The Ultimate Guide to Fitness and Strength Training and Weight Loss

Friday, 14 November 2014

Seven Tests of True Strength Part 7


7. HOLD A PLANK FOR MORE THAN 3 MINUTES


THE SCORECARD
Men's Health Fit: More than 3 minute
Above average: 2 to 3 minutes
Ordinary: 1 minute or less




A chiseled core makes you stronger in everything you do, from carrying groceries to mastering the deadlift. It enables you to "produce, stabilize, and transmit force throughout the body," says Angelo Poli, owner of Whole Body Fitness in Chico, California. But that armada of muscles is "on" whenever you're upright, so stamina is key.



THE TEST
Assume a pushup position but with your weight on your forearms instead of your hands. This is plank position. Your body should form a straight line from shoulders to ankles. Brace your core by contracting your abs as if you were about to be punched, and hold the position for as long as you can. When your hips sag or your knees touch the floor, it's over.

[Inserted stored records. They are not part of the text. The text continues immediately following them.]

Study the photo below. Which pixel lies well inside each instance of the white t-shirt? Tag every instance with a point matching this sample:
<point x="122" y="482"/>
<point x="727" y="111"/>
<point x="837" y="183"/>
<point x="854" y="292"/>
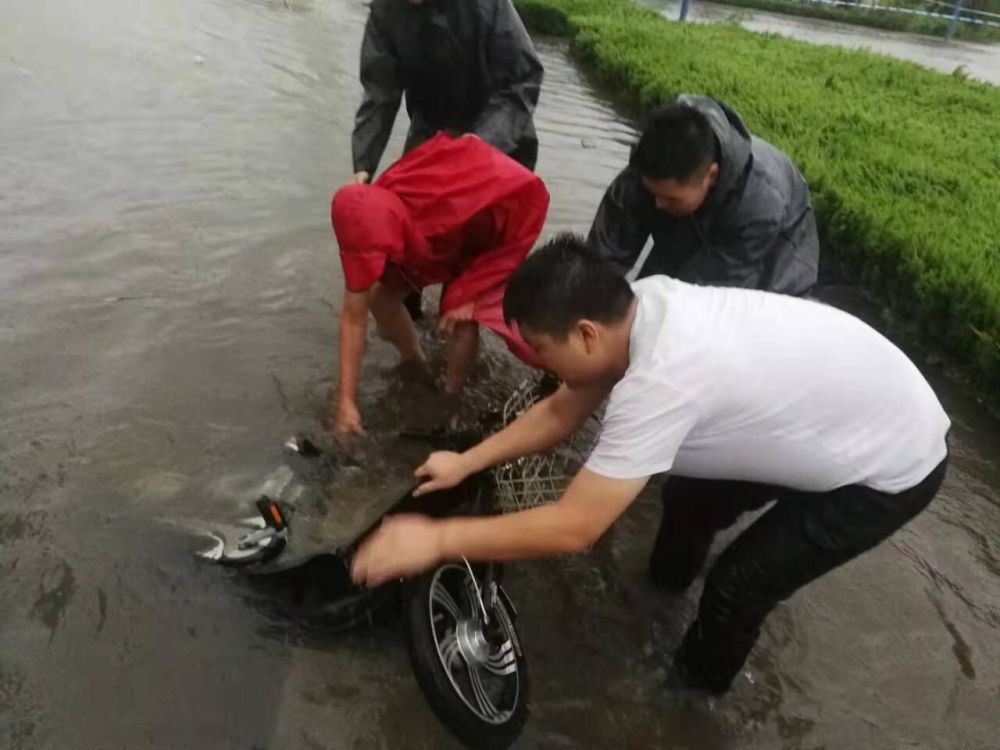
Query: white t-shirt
<point x="746" y="385"/>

INCREASE YOUR CORE ENDURANCE
Fall short? No problem. "You can more than double your score in a matter of weeks," says Poli. Alternate among these three exercises during the course of a week. 1 Three-point tennis ball toss: Hold the top position of a single-arm pushup (feet slightly beyond hip width, body straight from head to heels, weight supported on one hand) and bounce a tennis ball off a wall. Catch the ball and immediately bounce it back against the wall. Do 2 sets of 15 reps each arm. 2 Plank push/pull: Assume a plank position with a weight plate between your forearms. Lift your right arm, push the plate forward as far as possible, and then pull it back. Do 2 sets of 10 reps with each arm. 3 Swiss ball "stir the pot": Assume a plank position with your forearms on a Swiss ball. Make small circles with your elbows, switching directions every 10 circles until you've done 40. That's 1 set. Do 2.